Monday, March 4, 2024

Entrification

The time is the late 19th century. A certain Transylvanian nobleman has been busy, in the words of a certain Dutch professor, "leaving his own barren land — barren of peoples — and coming to a new land where life of man teems till they are like the multitude of standing corn." The new land in question, multitude of corn notwithstanding, is England. It could easily be America. An immigrant to either of those modern countries could be there in quest of a new life, but Count Dracula is there in quest of new sustenance for his old life. That's another matter. New lands are under no obligation to serve ancient ends.

Now the time is the early 21st century; the time of the 2024 primary elections in the state of Michigan, USA, to be exact. A national columnist has come for the sort of coffee-shop interview in which columnists often plumb the local mind. However, his appointed interviewee is neither a local nor some common coffee-drinker, but Nihad Awad, a Palestinian-American immigrant based in Washington, DC, and National Executive Director of the Council on American-Islamic Relations (CAIR). After the massacre in southern Israel perpetrated from Gaza by Hamas last October, his public remarks on the subject ranged over hill and dale of common decency in a "catch me out if you can" manner that ended in his being caught out. The Biden administration condemned his palpable callousness and stopped cooperating with his organization.

Awad went to Michigan, where a noteworthy proportion of the population is of Arab descent, to urge a Democratic revolt against President Biden for continuing to support Israel despite its intense bombing of Gaza. That sounds pretty much like a normal campaign to influence public policy, but Awad's conversation with Charles M. Blow of The New York Times produced this:

He doesn't only want Biden to be politically corrected; he wants him politically crushed.

...

Awad said he doesn't like Trump and doesn't welcome a second Trump term, but he's prepared to accept that outcome for the sake of punishing Biden. "I'm going to live under Trump, because I survived under Trump, because he's my enemy," he says. "I cannot live under someone who pretends to be my friend."

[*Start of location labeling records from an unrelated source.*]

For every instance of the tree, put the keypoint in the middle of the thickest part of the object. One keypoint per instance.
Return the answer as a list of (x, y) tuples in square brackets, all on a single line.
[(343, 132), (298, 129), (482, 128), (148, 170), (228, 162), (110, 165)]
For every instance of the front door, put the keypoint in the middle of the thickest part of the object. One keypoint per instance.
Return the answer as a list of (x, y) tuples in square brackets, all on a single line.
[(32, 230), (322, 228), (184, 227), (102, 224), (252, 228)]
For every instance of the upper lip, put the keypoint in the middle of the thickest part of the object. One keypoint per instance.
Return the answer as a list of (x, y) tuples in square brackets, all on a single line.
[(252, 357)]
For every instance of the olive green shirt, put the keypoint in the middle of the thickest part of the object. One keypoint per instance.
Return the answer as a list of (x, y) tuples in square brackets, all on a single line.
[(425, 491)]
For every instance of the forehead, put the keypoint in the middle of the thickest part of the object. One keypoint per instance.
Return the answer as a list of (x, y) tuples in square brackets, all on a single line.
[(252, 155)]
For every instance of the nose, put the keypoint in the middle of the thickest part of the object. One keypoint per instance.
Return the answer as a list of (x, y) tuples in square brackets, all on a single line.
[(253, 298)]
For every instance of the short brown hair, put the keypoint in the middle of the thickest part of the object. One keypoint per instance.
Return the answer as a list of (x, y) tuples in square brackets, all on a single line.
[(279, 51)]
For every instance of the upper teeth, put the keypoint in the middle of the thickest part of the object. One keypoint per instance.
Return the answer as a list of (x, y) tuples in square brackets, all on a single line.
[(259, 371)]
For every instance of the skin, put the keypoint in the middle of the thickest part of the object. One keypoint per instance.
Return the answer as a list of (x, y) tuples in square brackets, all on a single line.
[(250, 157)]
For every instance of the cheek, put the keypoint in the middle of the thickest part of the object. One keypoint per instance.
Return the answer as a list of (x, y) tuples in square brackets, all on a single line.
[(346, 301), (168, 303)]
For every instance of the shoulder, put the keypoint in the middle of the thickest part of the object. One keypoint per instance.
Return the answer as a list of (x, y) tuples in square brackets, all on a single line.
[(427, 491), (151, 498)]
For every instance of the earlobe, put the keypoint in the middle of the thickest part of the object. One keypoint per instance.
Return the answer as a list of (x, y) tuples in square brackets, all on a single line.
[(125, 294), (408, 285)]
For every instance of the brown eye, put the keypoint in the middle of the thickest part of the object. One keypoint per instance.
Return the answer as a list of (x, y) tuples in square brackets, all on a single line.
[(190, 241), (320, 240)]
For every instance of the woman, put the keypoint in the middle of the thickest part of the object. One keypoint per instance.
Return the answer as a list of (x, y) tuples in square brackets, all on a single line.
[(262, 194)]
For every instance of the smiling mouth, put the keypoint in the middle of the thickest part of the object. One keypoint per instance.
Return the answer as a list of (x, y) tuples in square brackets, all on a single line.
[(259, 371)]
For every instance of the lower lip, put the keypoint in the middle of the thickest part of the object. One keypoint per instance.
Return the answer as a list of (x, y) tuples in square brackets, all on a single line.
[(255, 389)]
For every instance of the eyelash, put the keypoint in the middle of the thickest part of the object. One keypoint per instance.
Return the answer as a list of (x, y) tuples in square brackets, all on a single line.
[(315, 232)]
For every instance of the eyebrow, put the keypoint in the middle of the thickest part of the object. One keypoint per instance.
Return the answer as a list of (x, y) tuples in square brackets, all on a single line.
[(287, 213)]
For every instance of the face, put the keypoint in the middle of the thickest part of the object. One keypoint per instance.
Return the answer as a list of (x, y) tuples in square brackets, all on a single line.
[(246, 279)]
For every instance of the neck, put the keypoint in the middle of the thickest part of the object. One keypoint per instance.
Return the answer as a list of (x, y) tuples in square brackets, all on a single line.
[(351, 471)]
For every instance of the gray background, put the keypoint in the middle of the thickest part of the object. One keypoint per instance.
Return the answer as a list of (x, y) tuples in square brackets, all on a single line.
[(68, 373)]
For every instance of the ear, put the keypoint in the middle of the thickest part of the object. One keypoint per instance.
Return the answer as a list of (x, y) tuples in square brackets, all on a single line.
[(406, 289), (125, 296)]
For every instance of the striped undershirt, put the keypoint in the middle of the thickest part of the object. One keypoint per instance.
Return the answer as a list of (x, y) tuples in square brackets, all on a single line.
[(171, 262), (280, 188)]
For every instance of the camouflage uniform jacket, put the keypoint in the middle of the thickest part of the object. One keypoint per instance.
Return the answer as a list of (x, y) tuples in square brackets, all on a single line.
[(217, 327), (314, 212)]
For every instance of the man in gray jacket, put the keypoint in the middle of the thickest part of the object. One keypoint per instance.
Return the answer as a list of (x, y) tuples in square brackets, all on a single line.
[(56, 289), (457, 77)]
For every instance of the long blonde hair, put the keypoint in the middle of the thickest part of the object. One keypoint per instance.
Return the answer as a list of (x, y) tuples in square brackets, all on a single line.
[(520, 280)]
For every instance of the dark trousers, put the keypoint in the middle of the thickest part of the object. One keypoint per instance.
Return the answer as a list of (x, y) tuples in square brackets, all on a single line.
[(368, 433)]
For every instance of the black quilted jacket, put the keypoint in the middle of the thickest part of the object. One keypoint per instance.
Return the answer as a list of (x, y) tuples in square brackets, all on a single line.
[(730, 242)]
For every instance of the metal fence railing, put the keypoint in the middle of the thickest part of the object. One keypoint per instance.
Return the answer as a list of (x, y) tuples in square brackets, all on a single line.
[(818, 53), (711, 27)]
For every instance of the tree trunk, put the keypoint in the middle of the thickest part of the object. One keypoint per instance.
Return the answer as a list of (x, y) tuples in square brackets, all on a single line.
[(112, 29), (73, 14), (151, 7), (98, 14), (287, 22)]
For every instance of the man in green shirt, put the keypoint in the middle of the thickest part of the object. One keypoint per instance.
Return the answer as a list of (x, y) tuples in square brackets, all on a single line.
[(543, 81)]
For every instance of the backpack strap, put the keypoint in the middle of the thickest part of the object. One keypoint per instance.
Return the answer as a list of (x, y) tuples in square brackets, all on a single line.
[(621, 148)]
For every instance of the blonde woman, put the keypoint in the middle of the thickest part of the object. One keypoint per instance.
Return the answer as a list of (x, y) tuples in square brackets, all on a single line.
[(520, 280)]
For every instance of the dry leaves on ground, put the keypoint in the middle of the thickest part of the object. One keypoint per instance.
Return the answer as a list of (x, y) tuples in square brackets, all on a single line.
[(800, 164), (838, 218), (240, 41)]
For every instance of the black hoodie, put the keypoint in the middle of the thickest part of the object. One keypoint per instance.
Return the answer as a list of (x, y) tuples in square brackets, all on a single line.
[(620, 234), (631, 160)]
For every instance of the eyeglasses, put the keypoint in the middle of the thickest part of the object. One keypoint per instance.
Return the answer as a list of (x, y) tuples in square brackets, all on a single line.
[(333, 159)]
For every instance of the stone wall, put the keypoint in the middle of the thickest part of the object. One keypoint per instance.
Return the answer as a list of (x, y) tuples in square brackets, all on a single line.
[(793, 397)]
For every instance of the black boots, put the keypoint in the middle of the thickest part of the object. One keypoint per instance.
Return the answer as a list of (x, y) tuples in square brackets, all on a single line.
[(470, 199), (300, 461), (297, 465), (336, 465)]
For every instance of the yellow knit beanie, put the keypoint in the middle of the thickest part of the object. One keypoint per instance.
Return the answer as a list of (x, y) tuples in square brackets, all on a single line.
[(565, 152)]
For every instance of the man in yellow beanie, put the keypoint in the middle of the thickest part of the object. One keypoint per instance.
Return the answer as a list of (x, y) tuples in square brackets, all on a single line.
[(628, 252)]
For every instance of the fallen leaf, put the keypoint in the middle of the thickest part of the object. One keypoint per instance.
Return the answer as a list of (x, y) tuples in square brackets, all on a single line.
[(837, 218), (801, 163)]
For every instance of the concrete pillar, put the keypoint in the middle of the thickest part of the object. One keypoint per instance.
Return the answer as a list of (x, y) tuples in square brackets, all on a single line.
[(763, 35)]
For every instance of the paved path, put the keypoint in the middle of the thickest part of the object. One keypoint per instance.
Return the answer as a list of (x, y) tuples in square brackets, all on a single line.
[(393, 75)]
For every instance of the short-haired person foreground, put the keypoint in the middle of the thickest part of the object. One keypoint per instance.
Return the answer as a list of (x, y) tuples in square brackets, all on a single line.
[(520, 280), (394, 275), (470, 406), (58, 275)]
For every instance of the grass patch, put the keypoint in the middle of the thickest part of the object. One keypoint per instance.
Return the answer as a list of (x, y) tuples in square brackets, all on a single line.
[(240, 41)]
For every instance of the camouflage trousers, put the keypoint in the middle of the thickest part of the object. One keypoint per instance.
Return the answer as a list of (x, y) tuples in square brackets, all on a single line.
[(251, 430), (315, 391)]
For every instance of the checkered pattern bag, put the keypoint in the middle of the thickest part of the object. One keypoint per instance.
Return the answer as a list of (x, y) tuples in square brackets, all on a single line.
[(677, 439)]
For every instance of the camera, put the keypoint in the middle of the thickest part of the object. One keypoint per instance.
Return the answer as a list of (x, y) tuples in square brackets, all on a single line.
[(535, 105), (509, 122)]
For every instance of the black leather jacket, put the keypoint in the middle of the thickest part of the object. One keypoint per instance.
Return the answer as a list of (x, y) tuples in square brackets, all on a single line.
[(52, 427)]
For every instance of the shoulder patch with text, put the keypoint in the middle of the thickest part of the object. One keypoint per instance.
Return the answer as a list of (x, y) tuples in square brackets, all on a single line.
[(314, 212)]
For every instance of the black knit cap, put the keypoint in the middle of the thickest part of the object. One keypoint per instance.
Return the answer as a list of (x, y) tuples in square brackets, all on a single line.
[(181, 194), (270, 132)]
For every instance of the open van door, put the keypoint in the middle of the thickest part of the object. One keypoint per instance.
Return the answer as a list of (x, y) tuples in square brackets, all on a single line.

This man's compulsion to punish at any cost and his Bronze Age patter about "my enemy" and "my friend" belong to the Mideast, not the Midwest. In a candid moment, he displayed the nihilism of his ancestral culture more than was good for an American political cause. Reader comments on the interview were preponderantly negative. Some readers deplored the language of vengeance; others expressed alarm at what they were beginning to see as the wholesale importation of a foreign feud. Both the interview and the general reaction to it should be eye-opening. Immigrants to the Land of the Free mustn't think they can make so free as to set up arrogant cultures-in-exile replete with all their ancient hatreds and morbid habits: the very plagues which many people have tried to escape by moving to America. And liberal-minded Americans ought not to believe in welcoming immigrants on the immigrants' terms. The novel form of nation that defines itself by its political ethos doesn't need demographic continuity to remain itself, but it does need continuity — which for some immigrants will mean rebirth — at the level of political ethos.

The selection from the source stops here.